Freud's great unanswered question, "What does a woman want?" seems to be hanging over this round of collections, and it's already turned up some funny, off-beam stabbings around in the dark. Funny, that is, because isn't it obvious? What we want is a casual way of dressing that's also formal enough, new yet not ridiculously gimmicky, confident yet not egregiously aggressive, traditional in a comfortable way, yet also fresh in such a manner that we feel compelled to buy it. Well, let's hand it to Dries Van Noten for coming up with a personal squaring of all those apparently oh-so-difficult contradictions.
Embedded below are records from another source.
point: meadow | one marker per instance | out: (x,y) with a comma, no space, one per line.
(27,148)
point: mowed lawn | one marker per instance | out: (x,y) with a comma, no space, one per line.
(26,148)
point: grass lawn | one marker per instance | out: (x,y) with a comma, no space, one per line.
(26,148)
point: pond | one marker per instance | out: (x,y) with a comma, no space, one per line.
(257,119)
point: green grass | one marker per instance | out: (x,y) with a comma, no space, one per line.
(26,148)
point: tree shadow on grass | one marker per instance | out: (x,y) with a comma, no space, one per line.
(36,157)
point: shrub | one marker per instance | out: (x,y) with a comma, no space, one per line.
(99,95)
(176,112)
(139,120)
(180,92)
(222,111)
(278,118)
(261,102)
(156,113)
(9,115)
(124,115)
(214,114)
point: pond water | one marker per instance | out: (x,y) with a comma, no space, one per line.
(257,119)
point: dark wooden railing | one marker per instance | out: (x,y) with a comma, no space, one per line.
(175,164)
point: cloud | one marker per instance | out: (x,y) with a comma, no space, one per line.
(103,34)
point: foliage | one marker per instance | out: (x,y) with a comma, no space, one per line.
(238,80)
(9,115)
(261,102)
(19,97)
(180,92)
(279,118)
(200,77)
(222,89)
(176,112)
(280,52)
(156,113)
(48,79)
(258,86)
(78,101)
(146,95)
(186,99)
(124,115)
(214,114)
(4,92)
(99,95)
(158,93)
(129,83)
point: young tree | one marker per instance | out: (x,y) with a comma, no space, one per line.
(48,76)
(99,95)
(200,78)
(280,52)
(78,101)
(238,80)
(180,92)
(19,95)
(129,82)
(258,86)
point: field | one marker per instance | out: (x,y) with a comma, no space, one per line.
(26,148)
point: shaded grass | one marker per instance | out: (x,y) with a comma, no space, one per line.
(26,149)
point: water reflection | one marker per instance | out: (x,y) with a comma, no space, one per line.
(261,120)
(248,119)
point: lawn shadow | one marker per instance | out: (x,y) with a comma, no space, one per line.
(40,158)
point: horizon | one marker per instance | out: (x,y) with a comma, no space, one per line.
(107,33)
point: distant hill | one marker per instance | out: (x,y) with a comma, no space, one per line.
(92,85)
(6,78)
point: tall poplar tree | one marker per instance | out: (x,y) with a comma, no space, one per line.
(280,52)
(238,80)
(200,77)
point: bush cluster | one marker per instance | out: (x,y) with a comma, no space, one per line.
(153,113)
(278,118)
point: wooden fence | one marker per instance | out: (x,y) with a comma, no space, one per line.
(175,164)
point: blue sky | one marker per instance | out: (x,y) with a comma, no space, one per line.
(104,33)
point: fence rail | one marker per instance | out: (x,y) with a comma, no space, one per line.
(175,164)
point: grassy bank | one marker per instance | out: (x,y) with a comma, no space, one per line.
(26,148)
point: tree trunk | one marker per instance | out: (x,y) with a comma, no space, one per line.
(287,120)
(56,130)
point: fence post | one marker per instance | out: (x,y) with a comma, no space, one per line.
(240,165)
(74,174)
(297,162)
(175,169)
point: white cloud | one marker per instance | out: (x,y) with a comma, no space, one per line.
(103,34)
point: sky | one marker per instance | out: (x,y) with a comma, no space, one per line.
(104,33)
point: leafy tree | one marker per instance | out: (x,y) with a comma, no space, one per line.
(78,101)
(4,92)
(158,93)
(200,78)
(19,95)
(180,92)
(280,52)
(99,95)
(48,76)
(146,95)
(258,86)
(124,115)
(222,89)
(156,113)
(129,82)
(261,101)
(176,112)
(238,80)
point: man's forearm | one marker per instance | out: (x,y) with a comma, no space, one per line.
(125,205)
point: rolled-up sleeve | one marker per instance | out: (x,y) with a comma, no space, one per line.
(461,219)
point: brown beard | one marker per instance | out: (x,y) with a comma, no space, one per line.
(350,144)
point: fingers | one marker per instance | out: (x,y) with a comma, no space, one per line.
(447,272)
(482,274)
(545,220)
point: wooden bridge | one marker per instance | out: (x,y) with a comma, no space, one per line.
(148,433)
His collection was a serene piecing-together of classic menswear tailoring, washed-out military fabric, fifties and sixties ladylike shapes, and sweatshirting. The success was that he integrated all those elements in such simple, wearable ways that didn't scream "fashion." In almost every silhouette, there was a juxtaposition of something grand with something street. Jackets would have a tailored body with army-drill sleeves; a gray sweatshirt-material top would be worn over a rich brocade dirndl; a full-skirted shirtwaister would come in blue military fabric with a small turn-down collar unexpectedly embroidered with silver Indian thread. For evening, the most compelling look was the offhand shrugging on of a sloppy khaki knit over a long, slim magenta printed skirt dragging a small, romantic train.
The way the show reshuffled wardrobe elements most women might own was an inspiration—demonstrating how a casual trench would look great with a crocodile tote; ditto a fitted fifties cloque dress with a drab canvas doctor's bag, or a camel blazer with casual jodhpur-ish pants. Part of the impact is that Van Noten has found a way of presenting all this in a sustained and measured way on a long, long runway, which (no matter that this one was in the Baroque, gilded, chandeliered, and frescoed splendor of the Paris civic hall) ends up conveying the sense of women walking a city street. With their no-fuss hair and glamorous sunglasses, the models left the kind of believable, attainable impression that makes fashion look as if it's something we can all relax about for a change.